LGBTQ Book Review: In the Lives of Puppets by TJ Klune

LGBTQ Book Review: In the Lives of Puppets by TJ Klune.

Welcome to another LGBTQ book review! All reviews touch on genre/plot, tropes (if any), quality of LGBTQ content, and avoid most spoilers. Catch up on my last book review of Inverse Cowgirl by Alicia Roth Weigel. You can find all LGBTQ book reviews here.

In the Lives of Puppets: LGBTQIA Book Overview

Genre/Plot

Victor lives with his adoptive father and two robot friends isolated in a forest. When he repairs a third robot friend and loses a drop of blood in the process, the authoritarian government destroys his home and kidnaps his father. Vic and his friends leave their home for the first time to find their creator.

Characters/Relationships

Victor is asexual, which his friend, Nurse Ratched, a repaired health professional robot announces early in the book. Victor’s romantic attraction remains unlabeled throughout the story.

When Victor repairs the humanoid robot Hap–short for Hysterically Angry Puppet–a slow burn develops. Victor breathes life and consciousness into Hap by crafting him a beating heart instead of a battery pack. We assume the heart enhances a robot’s humanlike emotional qualities.

LGBTQIA content assessment

Victor’s asexuality is given a very matter-of-fact treatment to it. Readers understand that this is something he’s known about himself for a long time, and the information is presented explicitly as innate to him. It comes with a brief explanation of what this means, but in a way that is well-integrated into the story. It does not stick out like a “here’s a lesson to learn.”

One of the well-known, very powerful/influential robots that our main characters meet later on uses they/them pronouns. Their gender is not a discussion; neither are their pronouns. It fits easily within the parameters of the narrative.

Given the futuristic setting (unknown years into the future, at least centuries from now), the queer stuff is all non-issue. It’s never a complication. There’s no internalized homophobia. (Or externalized homophobia on the surface.)

In the Lives of Puppets: Some spoilers

So, no homophobia on the surface is super cool. Instead, In the Lives of Puppets uses allegorical techniques to tell a queer people vs. society story. When Victor and his friends reach the genderless Blue Fairy, they learn of the underground methods the Blue Fairy and their allies operate. The authoritarian government of the city knows the Blue Fairy aids robots in their desires to explore repressed feelings, but allows the Blue Fairy to do so because of deals cut behind the scene, etc. etc. It’s giving “gay bars that police will raid often but not shut down because they are paid off by the mafia to not fully criminalize its existence.”
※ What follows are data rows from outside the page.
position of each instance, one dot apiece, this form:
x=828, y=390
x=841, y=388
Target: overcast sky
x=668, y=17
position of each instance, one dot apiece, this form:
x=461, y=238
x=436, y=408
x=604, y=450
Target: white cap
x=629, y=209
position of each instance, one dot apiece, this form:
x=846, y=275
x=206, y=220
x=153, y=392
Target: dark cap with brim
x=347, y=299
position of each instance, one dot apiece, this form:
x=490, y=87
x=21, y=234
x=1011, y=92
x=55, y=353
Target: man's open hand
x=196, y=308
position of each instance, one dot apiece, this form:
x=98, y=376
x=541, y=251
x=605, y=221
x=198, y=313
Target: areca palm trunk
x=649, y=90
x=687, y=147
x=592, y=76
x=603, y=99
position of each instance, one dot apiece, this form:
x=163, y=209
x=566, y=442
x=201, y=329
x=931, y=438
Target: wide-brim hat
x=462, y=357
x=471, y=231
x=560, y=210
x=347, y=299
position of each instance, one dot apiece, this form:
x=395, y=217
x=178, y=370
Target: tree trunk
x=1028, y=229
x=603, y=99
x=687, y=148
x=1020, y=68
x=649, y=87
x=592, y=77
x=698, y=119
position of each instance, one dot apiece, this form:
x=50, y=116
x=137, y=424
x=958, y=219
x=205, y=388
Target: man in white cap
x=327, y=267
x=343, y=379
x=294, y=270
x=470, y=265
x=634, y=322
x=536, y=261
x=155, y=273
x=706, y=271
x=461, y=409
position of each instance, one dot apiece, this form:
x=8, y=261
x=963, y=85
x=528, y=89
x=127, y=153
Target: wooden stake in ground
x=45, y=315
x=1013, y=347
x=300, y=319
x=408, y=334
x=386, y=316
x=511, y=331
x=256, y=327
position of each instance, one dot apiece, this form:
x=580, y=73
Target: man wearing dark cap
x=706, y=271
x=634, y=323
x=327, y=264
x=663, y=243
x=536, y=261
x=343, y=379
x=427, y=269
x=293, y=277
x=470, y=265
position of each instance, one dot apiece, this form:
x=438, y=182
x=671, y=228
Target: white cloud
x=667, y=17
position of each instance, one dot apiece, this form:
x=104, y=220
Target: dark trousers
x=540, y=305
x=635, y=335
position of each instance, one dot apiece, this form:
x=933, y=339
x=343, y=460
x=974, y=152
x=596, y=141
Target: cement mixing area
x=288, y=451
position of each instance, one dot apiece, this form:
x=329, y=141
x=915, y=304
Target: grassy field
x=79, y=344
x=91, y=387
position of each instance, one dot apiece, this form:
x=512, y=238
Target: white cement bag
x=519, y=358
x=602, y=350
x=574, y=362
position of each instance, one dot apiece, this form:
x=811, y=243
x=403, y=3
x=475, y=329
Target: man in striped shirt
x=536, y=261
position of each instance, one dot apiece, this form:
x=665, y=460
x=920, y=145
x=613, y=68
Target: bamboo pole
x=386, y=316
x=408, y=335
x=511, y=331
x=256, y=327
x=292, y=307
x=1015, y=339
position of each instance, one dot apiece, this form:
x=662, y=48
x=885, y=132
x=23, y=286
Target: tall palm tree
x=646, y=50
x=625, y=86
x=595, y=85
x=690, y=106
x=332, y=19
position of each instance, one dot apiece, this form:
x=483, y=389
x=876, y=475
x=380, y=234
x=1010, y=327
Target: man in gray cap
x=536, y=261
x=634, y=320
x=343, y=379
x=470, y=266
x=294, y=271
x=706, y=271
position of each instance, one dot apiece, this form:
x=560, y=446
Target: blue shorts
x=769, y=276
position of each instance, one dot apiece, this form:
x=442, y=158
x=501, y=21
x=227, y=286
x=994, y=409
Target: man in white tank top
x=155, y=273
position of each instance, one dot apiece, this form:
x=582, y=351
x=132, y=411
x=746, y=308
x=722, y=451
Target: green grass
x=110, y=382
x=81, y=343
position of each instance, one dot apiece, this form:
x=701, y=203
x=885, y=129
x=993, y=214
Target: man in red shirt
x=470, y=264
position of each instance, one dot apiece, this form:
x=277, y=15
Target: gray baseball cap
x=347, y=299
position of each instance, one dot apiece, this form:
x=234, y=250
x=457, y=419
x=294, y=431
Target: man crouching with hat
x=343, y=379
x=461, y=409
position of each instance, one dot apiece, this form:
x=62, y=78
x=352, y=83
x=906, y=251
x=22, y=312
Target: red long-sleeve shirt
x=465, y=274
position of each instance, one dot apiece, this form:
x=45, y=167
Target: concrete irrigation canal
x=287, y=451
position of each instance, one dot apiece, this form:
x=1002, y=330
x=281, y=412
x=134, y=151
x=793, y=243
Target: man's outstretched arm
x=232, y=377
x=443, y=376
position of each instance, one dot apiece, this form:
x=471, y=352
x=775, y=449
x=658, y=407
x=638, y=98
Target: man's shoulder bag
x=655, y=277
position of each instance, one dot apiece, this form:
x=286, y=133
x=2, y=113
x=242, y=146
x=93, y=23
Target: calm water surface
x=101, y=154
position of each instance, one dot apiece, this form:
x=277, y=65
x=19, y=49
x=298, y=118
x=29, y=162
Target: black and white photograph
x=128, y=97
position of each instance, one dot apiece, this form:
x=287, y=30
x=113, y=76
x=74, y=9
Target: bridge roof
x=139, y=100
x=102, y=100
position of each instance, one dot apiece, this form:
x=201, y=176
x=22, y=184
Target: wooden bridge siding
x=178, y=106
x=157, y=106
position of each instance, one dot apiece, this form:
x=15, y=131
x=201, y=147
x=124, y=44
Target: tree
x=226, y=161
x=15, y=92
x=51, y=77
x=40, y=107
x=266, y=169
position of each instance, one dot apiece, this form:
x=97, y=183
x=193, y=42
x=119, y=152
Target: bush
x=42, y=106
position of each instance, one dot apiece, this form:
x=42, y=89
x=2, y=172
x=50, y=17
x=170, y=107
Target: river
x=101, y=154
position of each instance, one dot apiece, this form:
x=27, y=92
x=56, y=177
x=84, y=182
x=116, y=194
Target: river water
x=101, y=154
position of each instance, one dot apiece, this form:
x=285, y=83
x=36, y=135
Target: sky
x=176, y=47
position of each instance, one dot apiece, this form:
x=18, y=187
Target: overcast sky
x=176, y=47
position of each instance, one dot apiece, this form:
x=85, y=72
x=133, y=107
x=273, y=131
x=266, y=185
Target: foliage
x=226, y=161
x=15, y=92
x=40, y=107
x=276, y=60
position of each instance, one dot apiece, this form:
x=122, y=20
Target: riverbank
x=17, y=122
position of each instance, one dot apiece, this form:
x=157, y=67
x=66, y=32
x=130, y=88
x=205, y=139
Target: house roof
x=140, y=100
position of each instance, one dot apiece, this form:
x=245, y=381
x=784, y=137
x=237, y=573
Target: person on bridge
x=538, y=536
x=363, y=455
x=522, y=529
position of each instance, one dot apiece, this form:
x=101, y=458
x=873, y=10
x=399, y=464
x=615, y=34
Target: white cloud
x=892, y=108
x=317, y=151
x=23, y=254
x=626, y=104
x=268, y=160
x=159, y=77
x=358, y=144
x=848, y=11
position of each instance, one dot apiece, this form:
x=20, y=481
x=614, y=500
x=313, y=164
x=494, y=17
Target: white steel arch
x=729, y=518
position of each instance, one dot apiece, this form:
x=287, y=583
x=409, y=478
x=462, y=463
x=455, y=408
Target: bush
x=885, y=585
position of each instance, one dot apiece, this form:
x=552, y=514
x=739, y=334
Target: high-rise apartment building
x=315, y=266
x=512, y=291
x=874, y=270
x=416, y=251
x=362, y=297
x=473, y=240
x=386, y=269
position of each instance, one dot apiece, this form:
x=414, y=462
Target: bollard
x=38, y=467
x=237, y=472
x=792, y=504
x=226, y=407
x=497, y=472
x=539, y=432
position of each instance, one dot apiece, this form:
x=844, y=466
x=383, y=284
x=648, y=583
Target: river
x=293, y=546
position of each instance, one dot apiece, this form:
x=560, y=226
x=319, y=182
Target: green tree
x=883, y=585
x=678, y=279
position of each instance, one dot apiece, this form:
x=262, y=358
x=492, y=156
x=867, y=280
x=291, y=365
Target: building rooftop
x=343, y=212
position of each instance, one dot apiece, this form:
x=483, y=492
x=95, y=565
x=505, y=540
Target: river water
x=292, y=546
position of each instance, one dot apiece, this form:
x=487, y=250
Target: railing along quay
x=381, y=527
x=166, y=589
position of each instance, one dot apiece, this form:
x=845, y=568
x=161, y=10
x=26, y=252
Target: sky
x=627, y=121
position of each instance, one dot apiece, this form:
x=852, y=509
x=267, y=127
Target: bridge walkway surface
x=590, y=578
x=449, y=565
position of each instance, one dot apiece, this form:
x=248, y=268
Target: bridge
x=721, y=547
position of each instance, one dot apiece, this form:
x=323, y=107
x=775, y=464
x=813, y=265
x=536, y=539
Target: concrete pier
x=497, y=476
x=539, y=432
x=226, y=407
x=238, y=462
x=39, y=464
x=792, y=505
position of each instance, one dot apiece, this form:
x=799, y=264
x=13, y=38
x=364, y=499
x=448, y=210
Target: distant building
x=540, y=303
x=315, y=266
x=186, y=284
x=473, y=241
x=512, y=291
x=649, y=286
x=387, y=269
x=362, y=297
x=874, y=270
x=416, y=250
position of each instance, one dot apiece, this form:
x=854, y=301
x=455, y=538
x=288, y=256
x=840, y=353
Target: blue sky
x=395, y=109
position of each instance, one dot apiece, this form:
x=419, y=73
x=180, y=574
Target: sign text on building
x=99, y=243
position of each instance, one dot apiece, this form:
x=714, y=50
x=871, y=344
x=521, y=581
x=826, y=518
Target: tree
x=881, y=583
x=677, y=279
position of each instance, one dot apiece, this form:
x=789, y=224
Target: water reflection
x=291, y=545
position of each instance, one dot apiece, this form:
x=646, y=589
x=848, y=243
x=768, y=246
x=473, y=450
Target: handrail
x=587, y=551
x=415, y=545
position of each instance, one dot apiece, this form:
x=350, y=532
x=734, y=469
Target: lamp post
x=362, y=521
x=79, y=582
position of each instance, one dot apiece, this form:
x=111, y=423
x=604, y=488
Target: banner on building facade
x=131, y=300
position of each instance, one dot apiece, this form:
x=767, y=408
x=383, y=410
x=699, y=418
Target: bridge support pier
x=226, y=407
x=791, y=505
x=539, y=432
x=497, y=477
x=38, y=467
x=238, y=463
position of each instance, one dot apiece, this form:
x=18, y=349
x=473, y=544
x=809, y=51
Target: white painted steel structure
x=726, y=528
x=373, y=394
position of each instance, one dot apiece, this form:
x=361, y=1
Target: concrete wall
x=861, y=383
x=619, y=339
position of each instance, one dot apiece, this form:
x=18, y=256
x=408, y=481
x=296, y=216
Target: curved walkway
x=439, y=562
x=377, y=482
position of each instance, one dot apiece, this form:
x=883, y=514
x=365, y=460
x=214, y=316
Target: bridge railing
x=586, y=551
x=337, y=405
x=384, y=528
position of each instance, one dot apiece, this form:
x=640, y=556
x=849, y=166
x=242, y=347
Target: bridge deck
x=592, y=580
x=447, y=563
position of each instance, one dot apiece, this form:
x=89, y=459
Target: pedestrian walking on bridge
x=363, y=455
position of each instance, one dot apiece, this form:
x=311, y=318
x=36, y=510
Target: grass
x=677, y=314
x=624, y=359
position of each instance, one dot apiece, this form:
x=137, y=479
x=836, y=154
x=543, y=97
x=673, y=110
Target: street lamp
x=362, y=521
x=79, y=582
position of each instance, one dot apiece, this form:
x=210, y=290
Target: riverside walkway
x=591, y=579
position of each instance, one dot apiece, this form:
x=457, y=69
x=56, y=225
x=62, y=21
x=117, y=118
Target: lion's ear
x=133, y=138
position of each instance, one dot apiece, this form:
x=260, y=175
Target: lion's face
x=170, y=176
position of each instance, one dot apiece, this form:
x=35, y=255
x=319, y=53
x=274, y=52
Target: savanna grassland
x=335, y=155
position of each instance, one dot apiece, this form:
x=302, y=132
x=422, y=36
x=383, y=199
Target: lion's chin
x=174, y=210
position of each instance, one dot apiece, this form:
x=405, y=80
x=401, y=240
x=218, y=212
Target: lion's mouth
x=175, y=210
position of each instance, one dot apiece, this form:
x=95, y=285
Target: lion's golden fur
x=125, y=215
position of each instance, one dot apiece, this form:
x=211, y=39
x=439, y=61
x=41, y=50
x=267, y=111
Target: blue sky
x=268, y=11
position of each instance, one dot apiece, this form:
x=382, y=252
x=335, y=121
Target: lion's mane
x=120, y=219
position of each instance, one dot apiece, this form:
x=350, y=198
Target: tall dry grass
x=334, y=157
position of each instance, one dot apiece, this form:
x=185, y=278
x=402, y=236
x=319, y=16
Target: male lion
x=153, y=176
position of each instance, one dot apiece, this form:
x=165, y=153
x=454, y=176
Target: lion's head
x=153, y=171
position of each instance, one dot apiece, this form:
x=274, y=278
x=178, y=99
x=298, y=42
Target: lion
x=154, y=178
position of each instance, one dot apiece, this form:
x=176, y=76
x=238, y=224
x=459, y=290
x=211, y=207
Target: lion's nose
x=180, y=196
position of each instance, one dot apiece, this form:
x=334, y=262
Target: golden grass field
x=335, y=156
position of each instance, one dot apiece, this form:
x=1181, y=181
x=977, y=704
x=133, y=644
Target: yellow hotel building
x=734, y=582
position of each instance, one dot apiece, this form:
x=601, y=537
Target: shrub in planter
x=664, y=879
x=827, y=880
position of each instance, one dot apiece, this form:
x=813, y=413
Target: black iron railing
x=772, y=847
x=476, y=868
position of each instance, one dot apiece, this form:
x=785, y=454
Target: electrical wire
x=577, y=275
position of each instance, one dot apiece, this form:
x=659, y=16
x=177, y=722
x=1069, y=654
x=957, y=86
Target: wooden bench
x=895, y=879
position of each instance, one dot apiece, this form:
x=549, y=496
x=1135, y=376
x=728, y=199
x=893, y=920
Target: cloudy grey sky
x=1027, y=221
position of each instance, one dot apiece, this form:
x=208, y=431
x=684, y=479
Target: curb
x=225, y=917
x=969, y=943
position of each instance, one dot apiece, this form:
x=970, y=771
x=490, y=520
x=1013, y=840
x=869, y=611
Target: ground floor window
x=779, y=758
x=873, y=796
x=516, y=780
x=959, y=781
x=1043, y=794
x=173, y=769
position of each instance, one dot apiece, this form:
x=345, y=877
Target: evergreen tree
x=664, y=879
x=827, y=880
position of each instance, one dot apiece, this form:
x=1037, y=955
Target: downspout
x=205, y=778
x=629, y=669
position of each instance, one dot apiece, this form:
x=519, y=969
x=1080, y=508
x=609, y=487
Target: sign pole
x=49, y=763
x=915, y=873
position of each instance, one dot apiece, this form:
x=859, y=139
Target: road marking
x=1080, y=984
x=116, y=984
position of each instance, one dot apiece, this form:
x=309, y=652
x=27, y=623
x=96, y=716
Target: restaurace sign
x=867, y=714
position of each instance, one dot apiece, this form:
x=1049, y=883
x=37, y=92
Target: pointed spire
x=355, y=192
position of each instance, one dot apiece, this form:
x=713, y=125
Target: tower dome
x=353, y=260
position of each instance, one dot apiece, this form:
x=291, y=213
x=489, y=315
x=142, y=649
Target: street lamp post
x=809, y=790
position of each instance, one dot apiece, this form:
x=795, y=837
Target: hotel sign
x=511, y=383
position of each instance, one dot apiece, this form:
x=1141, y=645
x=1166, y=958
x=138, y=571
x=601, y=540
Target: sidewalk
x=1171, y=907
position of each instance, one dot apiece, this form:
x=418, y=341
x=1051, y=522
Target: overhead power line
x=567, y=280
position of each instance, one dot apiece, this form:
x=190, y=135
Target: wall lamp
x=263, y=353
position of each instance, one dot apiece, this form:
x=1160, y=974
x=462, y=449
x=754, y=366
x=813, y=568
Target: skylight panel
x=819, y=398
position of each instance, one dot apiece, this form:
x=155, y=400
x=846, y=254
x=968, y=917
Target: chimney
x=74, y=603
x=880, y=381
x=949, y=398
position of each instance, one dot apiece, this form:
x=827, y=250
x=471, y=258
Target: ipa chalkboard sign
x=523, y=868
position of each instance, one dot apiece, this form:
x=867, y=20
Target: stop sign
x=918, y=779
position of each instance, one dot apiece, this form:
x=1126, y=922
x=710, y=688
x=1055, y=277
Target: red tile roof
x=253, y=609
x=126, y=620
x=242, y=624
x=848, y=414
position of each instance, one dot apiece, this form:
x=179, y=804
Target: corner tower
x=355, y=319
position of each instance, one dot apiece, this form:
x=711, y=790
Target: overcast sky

Additionally, the only way robots in this world can explore their curiosities around feelings of all kinds is by doing so in shadow, on the fringes of society. To live with feeling as a robot–to feel human–is to go against the Authority, punishable by “decomission” aka wiping your memory and getting reprogrammed. Very conversion therapy-eseque.

In the Lives of Puppets tells a tale of queer history under the guise of dystopian future, avoids obvious homophobia of all kinds, and still includes gay characters and themes. Win! Win! Win!